Today Cray is announcing our next-generation “Shasta™” supercomputer, featuring our latest generation of scalable interconnect, code-named “Slingshot.” As a long-time network architect, I’m pretty excited.
Slingshot is our 8th major generation of scalable HPC network, and there have been some great milestones along the way. We started back in 1992 with the Cray T3D, Cray’s first massively parallel system. Implemented in BiCMOS, its network latency was just 12 ns per hop. That was followed in 1996 by the pioneering Cray T3E system, which had the first-ever implementation of adaptive routing in an HPC network (by a long shot!). In 2005, Cray pioneered the design of high-radix switches. Our YARC switch for the Cray X2 implemented 64 ports using a unique tiled architecture, enabling the creation of very low-diameter networks. The Seastar network in 2004 ushered in Cray’s XT line of MPPs. Lastly, the Aries™ network shipping in our current XC™ line of supercomputers was the first to implement the dragonfly topology, providing significant latency and cost reductions. Others have slowly picked up on these innovations over the years, but Slingshot is breaking new ground again.
Slingshot has a crop of new features aimed at data-centric HPC and AI workloads. It starts with extremely high bandwidth: 12.8 Tb/s/dir per switch, from 64 200 Gbps ports. All those ports allow us to build very large networks with very low diameter. Slingshot implements the dragonfly topology, which Cray invented back in 2008. We can create networks with over a quarter million endpoints, with a diameter of just three network hops. And only one of those hops needs to use an (expensive) optical cable. This reduces latency, but also reduces cost; the Shasta network requires half—or for larger systems, one quarter—the number of optical cables as a fat-tree to provide the same level of global bandwidth.
That provides great peak price-performance, but it’s how Slingshot uses that bandwidth that really sets it apart. As students of interconnects understand, the latency that matters isn’t fall-through latency on an idle network (don’t get me started on the ping pong benchmark!); it’s latency under load, at scale, which primarily comes from queueing latency. So the key to low latency is avoiding congestion and queueing in the network.
One way Slingshot avoids congestion is with adaptive routing. We’ve been refining this for twenty years now, and Slingshot’s very low network diameter allows extremely responsive adaptive routing; each switch has a good view of the overall state of the network, so can make fast, well-informed decisions about optimal paths to take to avoid temporary congestion.
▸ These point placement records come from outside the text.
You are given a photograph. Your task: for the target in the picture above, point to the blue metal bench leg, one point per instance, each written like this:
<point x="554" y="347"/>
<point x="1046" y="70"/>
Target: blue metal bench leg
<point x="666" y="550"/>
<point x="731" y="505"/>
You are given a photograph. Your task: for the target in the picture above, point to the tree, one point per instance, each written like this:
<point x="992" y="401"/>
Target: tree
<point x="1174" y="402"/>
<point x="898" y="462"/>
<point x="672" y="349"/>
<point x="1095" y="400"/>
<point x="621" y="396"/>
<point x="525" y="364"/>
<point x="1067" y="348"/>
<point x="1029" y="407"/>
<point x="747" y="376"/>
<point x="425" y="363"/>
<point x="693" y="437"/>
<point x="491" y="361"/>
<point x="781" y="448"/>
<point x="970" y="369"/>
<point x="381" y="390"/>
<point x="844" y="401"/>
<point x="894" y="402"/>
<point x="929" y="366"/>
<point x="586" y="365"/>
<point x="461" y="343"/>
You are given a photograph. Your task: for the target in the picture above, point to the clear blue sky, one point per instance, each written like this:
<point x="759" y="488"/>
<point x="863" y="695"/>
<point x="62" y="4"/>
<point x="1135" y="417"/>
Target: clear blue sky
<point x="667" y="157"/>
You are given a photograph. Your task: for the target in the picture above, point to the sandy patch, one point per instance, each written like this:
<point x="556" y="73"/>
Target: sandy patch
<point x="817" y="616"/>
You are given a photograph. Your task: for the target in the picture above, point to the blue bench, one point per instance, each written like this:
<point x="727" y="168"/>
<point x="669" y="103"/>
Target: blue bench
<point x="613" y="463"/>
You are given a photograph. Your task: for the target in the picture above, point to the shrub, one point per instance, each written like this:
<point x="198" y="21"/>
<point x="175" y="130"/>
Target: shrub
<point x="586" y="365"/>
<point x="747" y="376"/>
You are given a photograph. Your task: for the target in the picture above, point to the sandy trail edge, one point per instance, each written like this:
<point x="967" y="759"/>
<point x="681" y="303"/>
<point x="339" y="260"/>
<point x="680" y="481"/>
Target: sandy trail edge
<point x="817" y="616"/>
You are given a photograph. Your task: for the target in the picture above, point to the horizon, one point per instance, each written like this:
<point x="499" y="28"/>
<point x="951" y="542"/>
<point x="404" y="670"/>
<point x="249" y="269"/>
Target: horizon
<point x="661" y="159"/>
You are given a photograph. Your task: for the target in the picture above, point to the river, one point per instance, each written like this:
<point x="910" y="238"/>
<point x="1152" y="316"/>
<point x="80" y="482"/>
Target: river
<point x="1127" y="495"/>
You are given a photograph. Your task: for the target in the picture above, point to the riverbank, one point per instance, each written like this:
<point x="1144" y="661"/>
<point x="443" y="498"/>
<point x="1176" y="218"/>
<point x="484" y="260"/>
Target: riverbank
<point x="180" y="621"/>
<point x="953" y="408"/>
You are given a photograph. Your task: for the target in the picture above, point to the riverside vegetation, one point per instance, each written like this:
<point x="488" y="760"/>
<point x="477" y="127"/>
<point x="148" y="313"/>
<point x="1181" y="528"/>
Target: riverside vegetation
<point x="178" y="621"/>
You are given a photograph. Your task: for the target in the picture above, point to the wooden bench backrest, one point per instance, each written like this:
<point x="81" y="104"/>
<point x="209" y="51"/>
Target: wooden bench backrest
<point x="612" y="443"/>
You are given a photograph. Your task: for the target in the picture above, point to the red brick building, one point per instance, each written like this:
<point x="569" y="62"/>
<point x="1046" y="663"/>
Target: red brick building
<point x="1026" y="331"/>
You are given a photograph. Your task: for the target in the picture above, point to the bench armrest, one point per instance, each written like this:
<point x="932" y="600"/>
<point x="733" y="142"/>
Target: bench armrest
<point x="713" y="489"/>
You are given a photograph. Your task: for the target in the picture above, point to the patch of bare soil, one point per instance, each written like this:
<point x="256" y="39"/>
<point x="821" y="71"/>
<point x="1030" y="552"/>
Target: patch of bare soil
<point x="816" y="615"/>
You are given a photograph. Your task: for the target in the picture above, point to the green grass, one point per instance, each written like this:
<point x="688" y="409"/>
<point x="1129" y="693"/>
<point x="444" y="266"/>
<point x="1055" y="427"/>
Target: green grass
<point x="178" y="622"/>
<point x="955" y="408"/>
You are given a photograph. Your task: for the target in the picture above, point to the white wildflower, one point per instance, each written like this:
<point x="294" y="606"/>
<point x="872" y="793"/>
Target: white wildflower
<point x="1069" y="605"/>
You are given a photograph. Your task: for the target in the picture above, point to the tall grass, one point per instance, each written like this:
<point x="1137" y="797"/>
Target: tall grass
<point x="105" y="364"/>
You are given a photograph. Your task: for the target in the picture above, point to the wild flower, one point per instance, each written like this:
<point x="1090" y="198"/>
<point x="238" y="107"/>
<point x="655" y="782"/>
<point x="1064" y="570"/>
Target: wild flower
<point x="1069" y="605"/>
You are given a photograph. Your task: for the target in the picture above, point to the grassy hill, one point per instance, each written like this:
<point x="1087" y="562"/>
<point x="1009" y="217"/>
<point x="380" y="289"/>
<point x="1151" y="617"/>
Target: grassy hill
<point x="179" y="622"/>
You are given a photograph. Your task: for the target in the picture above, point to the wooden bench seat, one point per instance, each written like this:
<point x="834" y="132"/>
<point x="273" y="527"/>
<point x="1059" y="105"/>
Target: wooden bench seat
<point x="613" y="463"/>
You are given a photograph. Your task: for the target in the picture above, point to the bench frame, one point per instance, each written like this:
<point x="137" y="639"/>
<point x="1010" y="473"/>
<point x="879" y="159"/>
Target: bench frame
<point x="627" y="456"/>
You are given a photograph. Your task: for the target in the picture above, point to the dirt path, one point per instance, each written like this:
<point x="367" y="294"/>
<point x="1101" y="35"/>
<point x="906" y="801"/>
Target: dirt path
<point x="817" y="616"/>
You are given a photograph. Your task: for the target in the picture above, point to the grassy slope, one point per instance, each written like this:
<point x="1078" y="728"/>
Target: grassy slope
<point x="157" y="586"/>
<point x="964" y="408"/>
The network can optionally preserve packet ordering while adapting routes, or provide even higher performance by allowing each packet to adapt separately. The adaptive routing in Slingshot lets us sustain well north of 90% utilization, even at large scale, for well-behaved workloads.
But there are some cases where adaptive routing can actually hurt performance. When a set of nodes sends too much traffic to an endpoint, exceeding its egress bandwidth, traffic can back up into the network over a branching tree of links targeting that endpoint (known as tree saturation). In this case, adaptive routing can make matters worse, by causing blocked traffic to spread to other links in a futile attempt to route around the congestion. This is a classic network problem, and all current HPC networks (including current and past Cray networks) are vulnerable to it. Datacenter Ethernet networks attack the problem by dropping packets when local congestion rises above some threshold, and then using some form of congestion control to try to stop the transmission of excess bandwidth into the network. But dropping packets isn’t acceptable in HPC networks (it creates very high software overheads to detect and retransmit packets, and causes terrible spikes in latency). And congestion control mechanisms (like ECN and QCN) tend to be fragile, hard to tune, slow to converge, and generally unsuitable for dynamic HPC workloads.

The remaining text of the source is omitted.